Leaving a Legacy While Caring for Children in Need
After a long life of hard work and taking care of others, Jack Llewellyn is still making plans to support the causes he believes in. He has given to the Masonic Charities for more than 60 years, and most recently has set up two charitable remainder unitrusts (CRUTs) to support his daughters. They will receive quarterly distributions for 20 years, and the remainder of the trust, after Jack's passing, will be given to the Masonic Children's Home.
During Jack's childhood, his family experienced hardship that showed him the value and reward of hard work. He was employed full-time his entire life, from age 14 as a bowling alley pin setter, until his retirement as an IBM senior planner. He took a short break from employment to serve in WWII, leaving school during his senior year in December to join the Navy. Just eight days after he returned home from war, he was employed full-time again driving trucks in strip mines.
Knowing how his parents' strength and determination gave him opportunities growing up, Jack wanted to help give other children a good starting point in life. Being a Mason for much of his life, he has given to Masonic causes and charities many times before, but wanted to make a larger planned gift and immediately thought of the children at the Masonic Children's Home. Through his involvement in Freemasonry and the values it encourages members to pursue, Jack admits that he has become more charitable over the years. "I have learned more about the opportunities to serve and saw firsthand some of the positive results, an example being the children's home."
Jack was able to see the direct impact the children's home has on children in need when his daughter Lauren brought him to visit from North Carolina a few years ago. Together, they toured the children's home's five cottages and met the wonderful staff and children. They even got to experience Youth Appreciation Day, an annual event that celebrates children's home graduates, as well as the accomplishments of all the youth.

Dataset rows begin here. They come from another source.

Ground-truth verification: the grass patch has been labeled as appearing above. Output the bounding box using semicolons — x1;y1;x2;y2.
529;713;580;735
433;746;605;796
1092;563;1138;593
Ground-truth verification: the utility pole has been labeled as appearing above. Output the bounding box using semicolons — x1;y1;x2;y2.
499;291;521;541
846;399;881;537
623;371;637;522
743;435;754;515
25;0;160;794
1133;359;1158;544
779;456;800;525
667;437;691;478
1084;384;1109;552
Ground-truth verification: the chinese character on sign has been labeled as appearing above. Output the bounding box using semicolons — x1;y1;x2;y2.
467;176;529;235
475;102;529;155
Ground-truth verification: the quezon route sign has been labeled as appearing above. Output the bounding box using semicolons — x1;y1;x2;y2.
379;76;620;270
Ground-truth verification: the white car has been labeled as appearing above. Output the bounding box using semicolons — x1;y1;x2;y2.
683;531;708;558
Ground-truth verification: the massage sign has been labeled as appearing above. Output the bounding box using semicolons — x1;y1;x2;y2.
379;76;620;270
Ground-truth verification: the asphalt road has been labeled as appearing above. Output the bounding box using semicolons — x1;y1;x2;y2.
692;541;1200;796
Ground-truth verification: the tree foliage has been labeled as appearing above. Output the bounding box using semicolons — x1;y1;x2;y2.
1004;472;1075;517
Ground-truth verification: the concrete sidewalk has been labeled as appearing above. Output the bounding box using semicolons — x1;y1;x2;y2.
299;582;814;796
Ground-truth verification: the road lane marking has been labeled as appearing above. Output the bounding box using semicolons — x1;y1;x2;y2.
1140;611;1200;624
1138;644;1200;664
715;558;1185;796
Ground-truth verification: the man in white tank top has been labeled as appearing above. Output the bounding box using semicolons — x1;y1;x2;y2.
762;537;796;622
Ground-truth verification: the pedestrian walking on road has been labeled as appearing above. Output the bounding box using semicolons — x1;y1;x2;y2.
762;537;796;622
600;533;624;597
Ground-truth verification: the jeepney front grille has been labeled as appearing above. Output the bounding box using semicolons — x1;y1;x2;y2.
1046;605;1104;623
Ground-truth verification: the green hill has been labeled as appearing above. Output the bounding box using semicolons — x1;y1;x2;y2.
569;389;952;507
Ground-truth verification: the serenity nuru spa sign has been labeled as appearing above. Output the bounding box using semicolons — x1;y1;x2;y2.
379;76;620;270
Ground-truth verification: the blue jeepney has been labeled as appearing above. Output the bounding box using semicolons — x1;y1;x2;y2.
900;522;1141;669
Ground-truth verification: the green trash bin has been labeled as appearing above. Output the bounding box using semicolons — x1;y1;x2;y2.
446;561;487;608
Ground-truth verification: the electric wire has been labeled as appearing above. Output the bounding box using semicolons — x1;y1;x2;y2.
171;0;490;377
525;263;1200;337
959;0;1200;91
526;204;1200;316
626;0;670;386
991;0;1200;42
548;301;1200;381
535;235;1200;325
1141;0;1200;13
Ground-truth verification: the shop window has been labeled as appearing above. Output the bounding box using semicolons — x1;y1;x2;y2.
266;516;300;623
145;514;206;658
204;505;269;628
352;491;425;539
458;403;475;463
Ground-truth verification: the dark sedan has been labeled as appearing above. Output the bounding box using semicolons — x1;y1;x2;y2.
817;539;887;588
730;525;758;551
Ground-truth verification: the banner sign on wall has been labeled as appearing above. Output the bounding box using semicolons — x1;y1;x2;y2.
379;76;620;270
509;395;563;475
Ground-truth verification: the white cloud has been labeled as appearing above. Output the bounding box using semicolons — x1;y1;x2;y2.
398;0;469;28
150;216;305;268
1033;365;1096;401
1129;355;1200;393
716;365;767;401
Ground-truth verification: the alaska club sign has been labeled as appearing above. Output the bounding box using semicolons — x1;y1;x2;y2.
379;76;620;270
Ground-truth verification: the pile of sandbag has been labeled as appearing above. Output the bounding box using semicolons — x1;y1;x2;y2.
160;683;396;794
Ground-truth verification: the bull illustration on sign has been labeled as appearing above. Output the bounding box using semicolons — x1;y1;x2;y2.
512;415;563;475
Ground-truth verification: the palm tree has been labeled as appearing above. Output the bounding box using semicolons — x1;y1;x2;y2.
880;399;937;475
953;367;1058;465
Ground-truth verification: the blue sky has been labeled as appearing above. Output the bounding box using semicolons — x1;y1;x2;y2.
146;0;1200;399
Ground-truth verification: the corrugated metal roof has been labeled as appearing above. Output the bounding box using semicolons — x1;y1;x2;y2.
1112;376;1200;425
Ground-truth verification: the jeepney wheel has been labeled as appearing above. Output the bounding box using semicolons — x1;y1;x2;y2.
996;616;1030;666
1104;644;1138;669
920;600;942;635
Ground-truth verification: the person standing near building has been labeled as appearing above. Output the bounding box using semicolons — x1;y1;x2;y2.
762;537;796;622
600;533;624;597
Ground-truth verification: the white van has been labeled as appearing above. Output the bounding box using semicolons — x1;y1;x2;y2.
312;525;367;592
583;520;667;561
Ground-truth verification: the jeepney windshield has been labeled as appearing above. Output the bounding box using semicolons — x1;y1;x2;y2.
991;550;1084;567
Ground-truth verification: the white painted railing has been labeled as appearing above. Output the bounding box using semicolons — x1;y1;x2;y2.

"[They have] continued family-like support in a stable environment while being mentored and prepared for a productive adult life," he says about the support the home gives to the kids. "All the children seemed to be part of one big happy family."
Both of his daughters approve of the way the trust has been set up, because it provides a way for Jack to continue to support his family, while also helping others in a meaningful way. The family believes in the mission and goodwill of the Masonic Charities of Pennsylvania and want to someday continue Jack's legacy of giving.
"It's one of the best charities. You know where the money's going," Jack said.